PhD defence by Rasmus Kær Jørgensen

Portrait of Rasmus

Title

Multilingual Natural Language Processing for Applications in the Financial Domain

Abstract

Financial data is vital for every company and is constantly generated worldwide in high volumes and different varieties. Financial text occurs in multiple languages when analyzing stock market information, processing tax and accounting data, or processing invoices, transactions, and other financial tasks. Financial natural language processing is an emerging area of natural language processing (NLP), which is getting more and more important in the financial domain as it needs automatic systems that accurately process domain-specific data in multiple languages.
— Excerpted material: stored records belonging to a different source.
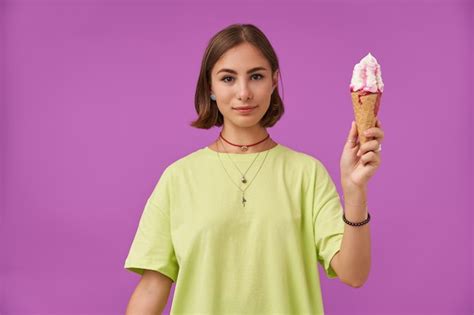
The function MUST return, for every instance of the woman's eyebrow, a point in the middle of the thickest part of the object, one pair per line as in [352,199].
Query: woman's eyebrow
[235,72]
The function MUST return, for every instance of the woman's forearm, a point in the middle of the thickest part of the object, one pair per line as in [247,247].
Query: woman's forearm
[150,296]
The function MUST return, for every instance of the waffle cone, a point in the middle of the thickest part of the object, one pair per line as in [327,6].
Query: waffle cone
[366,106]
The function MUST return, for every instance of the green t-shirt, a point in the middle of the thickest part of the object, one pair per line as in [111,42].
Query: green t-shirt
[229,259]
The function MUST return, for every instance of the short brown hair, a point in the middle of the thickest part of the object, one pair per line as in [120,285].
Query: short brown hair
[231,36]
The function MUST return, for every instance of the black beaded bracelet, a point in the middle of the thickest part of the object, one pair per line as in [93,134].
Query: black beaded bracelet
[356,224]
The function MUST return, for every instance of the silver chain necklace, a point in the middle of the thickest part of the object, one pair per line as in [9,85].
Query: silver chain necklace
[243,179]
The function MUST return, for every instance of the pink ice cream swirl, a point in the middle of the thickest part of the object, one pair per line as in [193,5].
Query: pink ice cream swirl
[367,76]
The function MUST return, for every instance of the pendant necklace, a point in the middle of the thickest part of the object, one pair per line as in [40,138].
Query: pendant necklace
[243,179]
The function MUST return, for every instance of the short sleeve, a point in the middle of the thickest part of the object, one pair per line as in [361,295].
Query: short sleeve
[327,219]
[152,247]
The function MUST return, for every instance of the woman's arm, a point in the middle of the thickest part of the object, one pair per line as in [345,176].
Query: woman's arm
[150,295]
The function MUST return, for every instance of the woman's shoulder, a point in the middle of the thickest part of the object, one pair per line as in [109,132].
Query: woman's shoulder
[286,153]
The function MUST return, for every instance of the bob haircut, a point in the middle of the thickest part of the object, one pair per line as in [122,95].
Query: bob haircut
[231,36]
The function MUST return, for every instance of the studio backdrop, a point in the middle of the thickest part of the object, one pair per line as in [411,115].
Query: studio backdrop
[97,96]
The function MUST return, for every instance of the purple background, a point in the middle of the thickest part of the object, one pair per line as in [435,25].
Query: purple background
[96,100]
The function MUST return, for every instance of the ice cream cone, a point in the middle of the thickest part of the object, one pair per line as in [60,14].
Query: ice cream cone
[366,106]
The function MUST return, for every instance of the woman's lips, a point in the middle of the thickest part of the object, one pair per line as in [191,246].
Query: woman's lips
[245,111]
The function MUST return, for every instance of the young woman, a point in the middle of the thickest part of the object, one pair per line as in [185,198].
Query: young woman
[240,224]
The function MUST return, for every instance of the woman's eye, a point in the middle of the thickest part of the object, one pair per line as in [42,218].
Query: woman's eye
[227,77]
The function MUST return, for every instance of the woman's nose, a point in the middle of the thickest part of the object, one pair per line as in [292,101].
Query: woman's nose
[244,91]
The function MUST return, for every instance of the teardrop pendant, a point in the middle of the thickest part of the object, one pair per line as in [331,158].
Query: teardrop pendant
[243,200]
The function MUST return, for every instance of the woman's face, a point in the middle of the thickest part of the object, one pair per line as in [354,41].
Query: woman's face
[242,77]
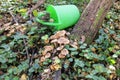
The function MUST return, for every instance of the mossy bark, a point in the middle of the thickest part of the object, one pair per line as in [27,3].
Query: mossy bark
[91,20]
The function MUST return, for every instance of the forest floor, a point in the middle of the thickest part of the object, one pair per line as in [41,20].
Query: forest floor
[29,50]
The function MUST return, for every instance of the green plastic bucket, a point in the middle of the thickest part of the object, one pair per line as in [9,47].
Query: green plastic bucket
[64,16]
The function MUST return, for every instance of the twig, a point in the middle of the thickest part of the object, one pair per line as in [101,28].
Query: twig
[13,17]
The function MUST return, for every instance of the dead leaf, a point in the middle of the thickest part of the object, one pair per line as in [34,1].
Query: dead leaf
[60,48]
[58,34]
[54,41]
[82,38]
[64,52]
[63,40]
[48,55]
[23,77]
[42,59]
[55,67]
[74,44]
[61,56]
[48,48]
[46,71]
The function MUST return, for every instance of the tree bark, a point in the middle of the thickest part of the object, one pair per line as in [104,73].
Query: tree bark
[91,19]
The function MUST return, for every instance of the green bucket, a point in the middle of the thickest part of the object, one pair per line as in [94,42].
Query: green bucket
[64,16]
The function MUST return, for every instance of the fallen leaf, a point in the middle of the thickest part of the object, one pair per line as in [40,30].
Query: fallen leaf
[82,38]
[64,52]
[63,40]
[48,48]
[55,67]
[58,34]
[48,55]
[60,48]
[61,56]
[46,71]
[23,77]
[42,59]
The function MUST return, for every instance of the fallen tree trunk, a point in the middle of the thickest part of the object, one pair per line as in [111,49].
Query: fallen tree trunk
[91,19]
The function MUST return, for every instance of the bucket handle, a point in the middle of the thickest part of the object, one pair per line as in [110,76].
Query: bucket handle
[45,23]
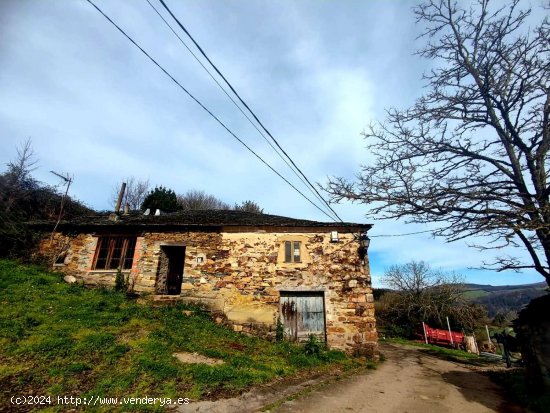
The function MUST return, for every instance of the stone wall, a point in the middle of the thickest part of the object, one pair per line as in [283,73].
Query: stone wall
[533,333]
[241,274]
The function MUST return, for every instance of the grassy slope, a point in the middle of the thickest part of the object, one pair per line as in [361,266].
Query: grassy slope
[60,339]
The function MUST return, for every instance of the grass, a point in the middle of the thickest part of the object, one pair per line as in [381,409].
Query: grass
[445,353]
[65,340]
[517,389]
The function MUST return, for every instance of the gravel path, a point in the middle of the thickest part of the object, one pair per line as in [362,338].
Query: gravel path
[408,381]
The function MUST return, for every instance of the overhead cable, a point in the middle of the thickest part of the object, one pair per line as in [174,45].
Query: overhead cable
[247,107]
[306,183]
[205,108]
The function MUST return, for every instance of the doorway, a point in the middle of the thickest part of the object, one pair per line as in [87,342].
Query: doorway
[303,314]
[171,267]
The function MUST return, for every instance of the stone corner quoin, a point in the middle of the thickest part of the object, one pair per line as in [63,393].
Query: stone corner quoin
[250,276]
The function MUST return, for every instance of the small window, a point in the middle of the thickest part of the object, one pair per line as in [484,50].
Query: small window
[292,251]
[113,253]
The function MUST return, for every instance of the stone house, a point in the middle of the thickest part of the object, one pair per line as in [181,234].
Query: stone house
[252,269]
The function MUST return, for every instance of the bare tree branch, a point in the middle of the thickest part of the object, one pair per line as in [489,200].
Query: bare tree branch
[472,153]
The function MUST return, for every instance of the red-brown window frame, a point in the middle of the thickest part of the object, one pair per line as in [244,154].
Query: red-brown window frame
[128,246]
[290,248]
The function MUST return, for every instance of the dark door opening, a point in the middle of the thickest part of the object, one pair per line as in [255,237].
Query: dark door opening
[174,268]
[302,314]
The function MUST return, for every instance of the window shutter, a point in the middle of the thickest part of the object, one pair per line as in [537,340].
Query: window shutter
[297,257]
[288,251]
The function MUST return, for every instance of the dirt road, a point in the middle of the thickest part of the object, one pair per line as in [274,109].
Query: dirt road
[408,381]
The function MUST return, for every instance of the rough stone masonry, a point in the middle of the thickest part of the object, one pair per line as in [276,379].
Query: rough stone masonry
[237,269]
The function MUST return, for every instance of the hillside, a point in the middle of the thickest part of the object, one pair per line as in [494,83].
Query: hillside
[58,339]
[504,298]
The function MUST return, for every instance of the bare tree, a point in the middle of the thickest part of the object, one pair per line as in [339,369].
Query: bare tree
[197,200]
[472,153]
[249,206]
[20,169]
[136,191]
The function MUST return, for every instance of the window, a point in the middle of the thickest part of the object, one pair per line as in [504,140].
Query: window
[292,251]
[113,253]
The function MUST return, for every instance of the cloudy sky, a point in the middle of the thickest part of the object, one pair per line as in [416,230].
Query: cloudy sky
[315,72]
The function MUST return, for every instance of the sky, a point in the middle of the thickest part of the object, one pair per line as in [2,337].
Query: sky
[315,72]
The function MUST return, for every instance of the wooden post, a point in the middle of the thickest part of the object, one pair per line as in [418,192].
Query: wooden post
[450,333]
[120,196]
[425,336]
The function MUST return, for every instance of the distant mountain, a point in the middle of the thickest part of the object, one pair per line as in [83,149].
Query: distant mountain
[502,299]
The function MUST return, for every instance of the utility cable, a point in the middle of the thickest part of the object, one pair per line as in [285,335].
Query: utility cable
[235,103]
[205,108]
[246,106]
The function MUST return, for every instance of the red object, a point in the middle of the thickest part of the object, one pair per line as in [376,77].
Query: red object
[438,336]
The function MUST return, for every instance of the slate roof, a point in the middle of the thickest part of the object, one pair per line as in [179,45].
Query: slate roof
[213,219]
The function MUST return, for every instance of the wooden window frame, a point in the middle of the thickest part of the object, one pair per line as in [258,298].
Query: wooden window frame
[128,243]
[290,252]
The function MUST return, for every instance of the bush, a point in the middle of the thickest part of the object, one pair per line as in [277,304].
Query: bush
[312,346]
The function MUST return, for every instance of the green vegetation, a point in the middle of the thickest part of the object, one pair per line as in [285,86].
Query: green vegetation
[445,353]
[517,389]
[61,339]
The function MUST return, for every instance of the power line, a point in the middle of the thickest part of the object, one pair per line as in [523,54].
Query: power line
[236,104]
[400,235]
[205,108]
[246,106]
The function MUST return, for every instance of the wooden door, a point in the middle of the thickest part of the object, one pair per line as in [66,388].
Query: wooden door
[302,314]
[174,278]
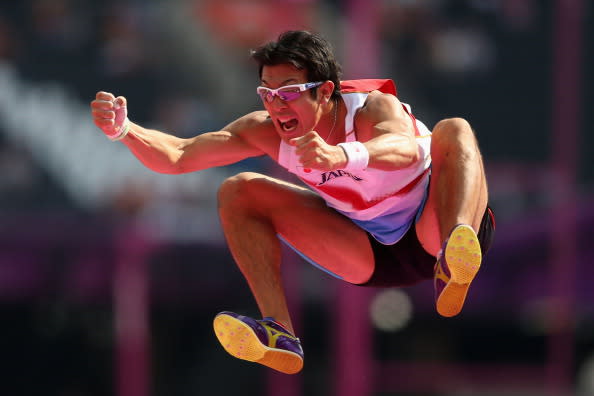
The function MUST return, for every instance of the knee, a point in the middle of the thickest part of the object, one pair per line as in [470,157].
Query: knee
[236,189]
[453,136]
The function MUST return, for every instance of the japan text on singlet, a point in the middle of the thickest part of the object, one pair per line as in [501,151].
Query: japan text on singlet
[384,203]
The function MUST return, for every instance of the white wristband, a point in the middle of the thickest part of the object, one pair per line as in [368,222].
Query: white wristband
[357,155]
[121,132]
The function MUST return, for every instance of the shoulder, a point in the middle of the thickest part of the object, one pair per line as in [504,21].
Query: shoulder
[257,130]
[380,106]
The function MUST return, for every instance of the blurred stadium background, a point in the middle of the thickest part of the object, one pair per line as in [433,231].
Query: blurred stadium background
[110,275]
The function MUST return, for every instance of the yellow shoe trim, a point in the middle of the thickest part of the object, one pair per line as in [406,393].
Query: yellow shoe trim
[241,341]
[463,257]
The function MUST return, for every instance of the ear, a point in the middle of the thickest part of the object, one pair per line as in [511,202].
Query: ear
[326,91]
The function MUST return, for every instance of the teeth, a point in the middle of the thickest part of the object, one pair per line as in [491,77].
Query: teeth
[288,124]
[288,129]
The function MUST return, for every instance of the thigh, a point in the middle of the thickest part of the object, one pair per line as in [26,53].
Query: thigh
[304,220]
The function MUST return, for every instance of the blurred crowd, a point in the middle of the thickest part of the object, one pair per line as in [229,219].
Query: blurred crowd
[184,67]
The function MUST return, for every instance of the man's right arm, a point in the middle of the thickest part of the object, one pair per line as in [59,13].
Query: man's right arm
[166,153]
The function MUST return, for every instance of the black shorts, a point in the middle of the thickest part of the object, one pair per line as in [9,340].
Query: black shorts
[406,262]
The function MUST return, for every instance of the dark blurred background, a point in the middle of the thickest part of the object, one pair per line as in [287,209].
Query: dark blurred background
[110,275]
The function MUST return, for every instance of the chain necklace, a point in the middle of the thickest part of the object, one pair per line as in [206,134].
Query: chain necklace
[333,122]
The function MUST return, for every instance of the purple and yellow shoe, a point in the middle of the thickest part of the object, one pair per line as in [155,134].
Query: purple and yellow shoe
[262,341]
[457,264]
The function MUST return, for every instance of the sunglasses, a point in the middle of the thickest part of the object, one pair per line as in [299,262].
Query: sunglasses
[286,93]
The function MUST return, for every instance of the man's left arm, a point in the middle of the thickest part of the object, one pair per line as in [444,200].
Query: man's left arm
[387,132]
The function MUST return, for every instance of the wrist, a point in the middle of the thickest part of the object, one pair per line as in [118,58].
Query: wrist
[120,131]
[357,156]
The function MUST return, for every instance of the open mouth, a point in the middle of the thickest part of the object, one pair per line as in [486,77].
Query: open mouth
[288,125]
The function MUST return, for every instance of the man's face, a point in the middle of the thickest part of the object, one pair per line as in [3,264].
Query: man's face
[292,118]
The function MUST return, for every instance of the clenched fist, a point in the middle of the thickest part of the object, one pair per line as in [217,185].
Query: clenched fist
[110,115]
[315,153]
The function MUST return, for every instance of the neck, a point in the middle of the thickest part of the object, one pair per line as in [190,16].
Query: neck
[332,120]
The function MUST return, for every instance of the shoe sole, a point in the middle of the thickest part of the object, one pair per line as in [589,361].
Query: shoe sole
[240,341]
[463,256]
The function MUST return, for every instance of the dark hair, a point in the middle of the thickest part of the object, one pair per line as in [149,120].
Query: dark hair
[304,50]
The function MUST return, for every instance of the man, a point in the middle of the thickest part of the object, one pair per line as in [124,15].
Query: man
[392,203]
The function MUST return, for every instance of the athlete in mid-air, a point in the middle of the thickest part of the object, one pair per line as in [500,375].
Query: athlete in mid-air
[387,202]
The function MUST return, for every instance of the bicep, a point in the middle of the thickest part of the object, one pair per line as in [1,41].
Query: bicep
[235,142]
[386,115]
[213,149]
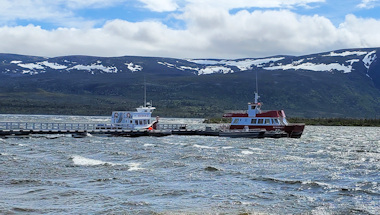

This thesis presents research that investigates multilingual NLP for applications in the financial domain. First, learning systems are devised to automate the accounting task of mapping transactions to accounts. Accounting firms need a system that autonomously learns to handle these transactions accurately, even from limited training data. Ideally, there would be a system that learns to classify transactions across companies and corporate sectors, and that is able to generalize to new companies for which little or even no historical data exist – and this thesis demonstrates that this is indeed possible.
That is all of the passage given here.